FictionForest

PART FOUR : Chapter 11

Leo Tolstoy2016年08月24日'Command+D' Bookmark this page

Light off Small Medium Large

Everyone took part in the conversation
except Kitty and Levin.  At first, when they were
talking of the influence that one people has on another,
there rose to Levin’s mind what he had to say
on the subject.  But these ideas, once of such
importance in his eyes, seemed to come into his brain
as in a dream, and had now not the slightest interest
for him.  It even struck him as strange that
they should be so eager to talk of what was of no
use to anyone.  Kitty, too, should, one would
have supposed, have been interested in what they were
saying of the rights and education of women. 
How often she had mused on the subject, thinking
of her friend abroad, Varenka, of her painful state
of dependence, how often she had wondered about herself
what would become of her if she did not marry, and
how often she had argued with her sister about it! 
But it did not interest her at all.  She and
Levin had a conversation of their own, yet not a conversation,
but some sort of mysterious communication, which brought
them every moment nearer, and stirred in both a sense
of glad terror before the unknown into which they
were entering.

At first Levin, in answer to Kitty’s
question how he could have seen her last year in the
carriage, told her how he had been coming home from
the mowing along the highroad and had met her.

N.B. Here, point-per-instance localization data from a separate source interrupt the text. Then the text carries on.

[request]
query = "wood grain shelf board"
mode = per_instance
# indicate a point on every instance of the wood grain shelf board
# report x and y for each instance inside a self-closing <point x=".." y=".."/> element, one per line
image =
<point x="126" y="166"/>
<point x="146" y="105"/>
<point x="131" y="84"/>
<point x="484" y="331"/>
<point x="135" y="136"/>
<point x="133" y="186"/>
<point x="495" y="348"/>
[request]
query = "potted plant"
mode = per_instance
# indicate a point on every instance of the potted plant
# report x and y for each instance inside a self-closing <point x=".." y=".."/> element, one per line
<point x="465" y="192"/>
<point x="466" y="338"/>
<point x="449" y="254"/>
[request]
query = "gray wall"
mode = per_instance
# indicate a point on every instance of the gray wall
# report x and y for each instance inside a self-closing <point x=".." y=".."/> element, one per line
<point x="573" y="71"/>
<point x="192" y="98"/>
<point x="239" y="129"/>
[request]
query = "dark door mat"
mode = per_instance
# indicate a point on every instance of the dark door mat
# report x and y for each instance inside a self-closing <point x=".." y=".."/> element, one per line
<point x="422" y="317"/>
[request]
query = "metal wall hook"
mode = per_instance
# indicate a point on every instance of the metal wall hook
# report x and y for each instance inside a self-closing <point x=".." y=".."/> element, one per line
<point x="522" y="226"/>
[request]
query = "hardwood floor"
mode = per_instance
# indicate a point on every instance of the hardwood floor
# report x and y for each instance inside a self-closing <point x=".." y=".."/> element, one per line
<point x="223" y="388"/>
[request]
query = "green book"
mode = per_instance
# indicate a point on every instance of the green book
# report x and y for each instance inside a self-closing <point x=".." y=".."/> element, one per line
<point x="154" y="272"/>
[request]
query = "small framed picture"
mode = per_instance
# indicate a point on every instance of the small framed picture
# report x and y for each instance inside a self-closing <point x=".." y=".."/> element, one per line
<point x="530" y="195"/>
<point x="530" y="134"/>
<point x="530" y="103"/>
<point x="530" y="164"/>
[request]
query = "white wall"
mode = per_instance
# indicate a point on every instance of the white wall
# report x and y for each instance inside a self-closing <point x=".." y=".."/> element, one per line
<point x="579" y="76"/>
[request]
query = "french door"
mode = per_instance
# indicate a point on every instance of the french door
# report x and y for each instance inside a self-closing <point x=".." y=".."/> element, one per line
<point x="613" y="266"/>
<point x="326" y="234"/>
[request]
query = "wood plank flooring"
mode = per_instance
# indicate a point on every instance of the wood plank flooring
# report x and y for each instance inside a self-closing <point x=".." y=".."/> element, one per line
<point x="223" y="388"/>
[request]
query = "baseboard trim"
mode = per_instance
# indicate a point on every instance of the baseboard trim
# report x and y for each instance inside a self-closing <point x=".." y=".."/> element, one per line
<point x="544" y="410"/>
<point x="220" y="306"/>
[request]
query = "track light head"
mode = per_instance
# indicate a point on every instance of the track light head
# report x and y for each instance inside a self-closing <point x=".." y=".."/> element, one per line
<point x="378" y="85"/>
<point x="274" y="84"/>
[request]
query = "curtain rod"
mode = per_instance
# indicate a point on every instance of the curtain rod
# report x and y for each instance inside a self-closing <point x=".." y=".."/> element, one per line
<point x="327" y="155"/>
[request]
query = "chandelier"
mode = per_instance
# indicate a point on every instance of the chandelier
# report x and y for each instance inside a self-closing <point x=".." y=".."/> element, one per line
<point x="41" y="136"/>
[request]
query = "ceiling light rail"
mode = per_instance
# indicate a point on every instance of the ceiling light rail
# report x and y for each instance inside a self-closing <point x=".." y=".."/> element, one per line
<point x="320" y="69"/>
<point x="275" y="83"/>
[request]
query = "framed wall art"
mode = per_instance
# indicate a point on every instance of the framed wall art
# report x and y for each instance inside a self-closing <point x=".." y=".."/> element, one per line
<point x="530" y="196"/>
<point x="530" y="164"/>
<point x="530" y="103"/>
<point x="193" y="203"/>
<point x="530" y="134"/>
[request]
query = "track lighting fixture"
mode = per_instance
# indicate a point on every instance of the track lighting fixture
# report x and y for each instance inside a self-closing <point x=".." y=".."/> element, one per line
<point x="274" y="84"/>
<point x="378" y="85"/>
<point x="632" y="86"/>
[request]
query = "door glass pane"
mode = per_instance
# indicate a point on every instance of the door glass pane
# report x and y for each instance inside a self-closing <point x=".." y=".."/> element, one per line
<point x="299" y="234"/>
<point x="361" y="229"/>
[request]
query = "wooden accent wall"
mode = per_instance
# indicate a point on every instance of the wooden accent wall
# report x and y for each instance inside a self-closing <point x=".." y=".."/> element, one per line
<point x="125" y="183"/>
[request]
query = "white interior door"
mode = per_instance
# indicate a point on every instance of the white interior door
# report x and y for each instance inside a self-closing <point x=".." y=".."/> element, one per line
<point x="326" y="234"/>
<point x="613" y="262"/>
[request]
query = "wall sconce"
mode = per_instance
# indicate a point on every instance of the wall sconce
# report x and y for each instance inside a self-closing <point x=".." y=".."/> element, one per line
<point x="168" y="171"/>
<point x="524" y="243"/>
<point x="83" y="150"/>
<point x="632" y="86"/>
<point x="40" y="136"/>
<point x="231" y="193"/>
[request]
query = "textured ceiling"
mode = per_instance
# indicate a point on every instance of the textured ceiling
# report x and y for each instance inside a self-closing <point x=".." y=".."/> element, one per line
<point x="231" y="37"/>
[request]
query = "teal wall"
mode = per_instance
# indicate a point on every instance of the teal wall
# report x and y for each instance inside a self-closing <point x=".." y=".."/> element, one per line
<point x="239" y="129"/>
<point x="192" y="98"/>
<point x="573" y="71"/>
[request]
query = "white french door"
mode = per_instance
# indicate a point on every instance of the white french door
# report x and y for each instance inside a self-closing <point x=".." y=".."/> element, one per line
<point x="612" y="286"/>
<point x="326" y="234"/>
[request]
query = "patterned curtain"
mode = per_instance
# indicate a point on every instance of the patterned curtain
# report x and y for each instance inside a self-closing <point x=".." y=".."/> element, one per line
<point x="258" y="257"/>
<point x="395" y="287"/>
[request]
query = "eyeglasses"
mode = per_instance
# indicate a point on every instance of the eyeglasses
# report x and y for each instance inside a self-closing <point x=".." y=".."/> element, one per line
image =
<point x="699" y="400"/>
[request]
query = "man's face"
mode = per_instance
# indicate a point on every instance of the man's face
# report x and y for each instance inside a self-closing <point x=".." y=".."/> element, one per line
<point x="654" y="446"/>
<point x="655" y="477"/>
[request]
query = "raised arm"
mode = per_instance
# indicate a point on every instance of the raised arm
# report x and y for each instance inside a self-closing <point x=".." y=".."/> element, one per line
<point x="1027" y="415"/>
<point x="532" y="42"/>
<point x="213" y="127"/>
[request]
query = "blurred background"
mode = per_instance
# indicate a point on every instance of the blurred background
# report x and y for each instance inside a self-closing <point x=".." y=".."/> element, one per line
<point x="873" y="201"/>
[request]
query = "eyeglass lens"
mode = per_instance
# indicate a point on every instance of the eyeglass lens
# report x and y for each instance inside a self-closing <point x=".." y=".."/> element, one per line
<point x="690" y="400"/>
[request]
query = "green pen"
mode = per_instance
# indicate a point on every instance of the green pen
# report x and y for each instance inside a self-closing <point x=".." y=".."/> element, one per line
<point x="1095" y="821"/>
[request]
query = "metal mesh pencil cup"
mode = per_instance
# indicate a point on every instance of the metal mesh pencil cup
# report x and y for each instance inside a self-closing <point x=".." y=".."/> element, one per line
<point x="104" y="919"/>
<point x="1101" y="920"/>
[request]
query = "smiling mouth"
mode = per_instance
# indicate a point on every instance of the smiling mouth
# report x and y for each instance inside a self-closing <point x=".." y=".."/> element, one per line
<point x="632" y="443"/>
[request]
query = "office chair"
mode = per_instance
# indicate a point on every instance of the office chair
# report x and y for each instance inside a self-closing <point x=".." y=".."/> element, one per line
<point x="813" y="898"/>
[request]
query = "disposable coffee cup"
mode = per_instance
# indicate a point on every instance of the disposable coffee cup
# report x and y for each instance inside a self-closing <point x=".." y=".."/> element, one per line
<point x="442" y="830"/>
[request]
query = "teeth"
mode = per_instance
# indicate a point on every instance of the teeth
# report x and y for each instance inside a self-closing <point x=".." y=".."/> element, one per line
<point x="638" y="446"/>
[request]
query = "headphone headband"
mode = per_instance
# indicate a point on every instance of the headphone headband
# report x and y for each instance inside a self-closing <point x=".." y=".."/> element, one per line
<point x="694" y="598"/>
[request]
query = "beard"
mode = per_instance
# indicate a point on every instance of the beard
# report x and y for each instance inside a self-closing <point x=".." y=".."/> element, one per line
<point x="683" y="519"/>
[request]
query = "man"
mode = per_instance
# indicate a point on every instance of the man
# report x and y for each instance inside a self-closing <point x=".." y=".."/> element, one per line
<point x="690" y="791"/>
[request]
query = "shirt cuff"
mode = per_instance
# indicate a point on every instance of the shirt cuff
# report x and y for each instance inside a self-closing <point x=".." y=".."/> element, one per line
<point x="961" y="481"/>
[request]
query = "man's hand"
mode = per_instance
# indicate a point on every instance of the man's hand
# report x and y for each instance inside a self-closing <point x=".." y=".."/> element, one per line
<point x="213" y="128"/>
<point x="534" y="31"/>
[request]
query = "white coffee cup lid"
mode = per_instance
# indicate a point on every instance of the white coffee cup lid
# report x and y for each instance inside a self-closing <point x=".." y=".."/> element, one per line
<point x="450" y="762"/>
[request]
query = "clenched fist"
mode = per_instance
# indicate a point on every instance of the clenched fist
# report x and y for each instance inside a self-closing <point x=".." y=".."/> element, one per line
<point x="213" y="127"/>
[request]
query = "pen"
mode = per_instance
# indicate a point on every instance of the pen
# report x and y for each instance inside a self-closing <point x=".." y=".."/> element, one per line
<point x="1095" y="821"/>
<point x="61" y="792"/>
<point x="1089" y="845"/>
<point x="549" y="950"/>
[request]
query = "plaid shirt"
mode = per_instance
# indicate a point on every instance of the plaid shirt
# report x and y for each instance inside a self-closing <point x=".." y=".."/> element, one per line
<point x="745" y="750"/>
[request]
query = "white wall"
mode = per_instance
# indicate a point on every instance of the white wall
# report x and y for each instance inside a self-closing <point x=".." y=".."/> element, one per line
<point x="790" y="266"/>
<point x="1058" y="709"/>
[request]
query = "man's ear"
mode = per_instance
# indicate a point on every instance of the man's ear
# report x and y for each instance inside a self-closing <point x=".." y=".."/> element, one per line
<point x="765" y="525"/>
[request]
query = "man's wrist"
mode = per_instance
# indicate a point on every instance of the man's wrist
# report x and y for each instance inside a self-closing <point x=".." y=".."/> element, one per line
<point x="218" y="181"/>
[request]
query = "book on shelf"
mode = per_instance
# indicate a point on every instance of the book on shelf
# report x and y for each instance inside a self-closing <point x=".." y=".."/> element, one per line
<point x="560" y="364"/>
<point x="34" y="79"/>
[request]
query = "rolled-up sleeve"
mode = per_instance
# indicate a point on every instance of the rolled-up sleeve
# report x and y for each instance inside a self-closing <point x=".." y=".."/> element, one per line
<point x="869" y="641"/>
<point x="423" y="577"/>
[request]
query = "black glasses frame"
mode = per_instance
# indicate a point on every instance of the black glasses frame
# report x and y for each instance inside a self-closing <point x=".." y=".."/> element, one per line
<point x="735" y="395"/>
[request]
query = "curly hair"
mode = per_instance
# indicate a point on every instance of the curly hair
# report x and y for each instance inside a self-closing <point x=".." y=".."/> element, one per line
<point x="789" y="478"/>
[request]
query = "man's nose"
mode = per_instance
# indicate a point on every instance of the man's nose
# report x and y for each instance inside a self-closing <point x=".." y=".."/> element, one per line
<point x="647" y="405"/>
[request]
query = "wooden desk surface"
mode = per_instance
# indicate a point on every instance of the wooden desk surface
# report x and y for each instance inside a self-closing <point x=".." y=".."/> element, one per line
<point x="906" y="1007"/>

“It was very, very early in
the morning.  You were probably only just awake. 
Your mother was asleep in the corner.  It was
an exquisite morning.  I was walking along wondering
who it could be in a four-in-hand?  It was a
splendid set of four horses with bells, and in a second
you flashed by, and I saw you at the window ­you
were sitting like this, holding the strings of your
cap in both hands, and thinking awfully deeply about
something,” he said, smiling.  “How
I should like to know what you were thinking about
then!  Something important?”

“Wasn’t I dreadfully untidy?”
she wondered, but seeing the smile of ecstasy these
reminiscences called up, she felt that the impression
she had made had been very good.  She blushed
and laughed with delight; “Really I don’t
remember.”

“How nicely Turovtsin laughs!”
said Levin, admiring his moist eyes and shaking chest.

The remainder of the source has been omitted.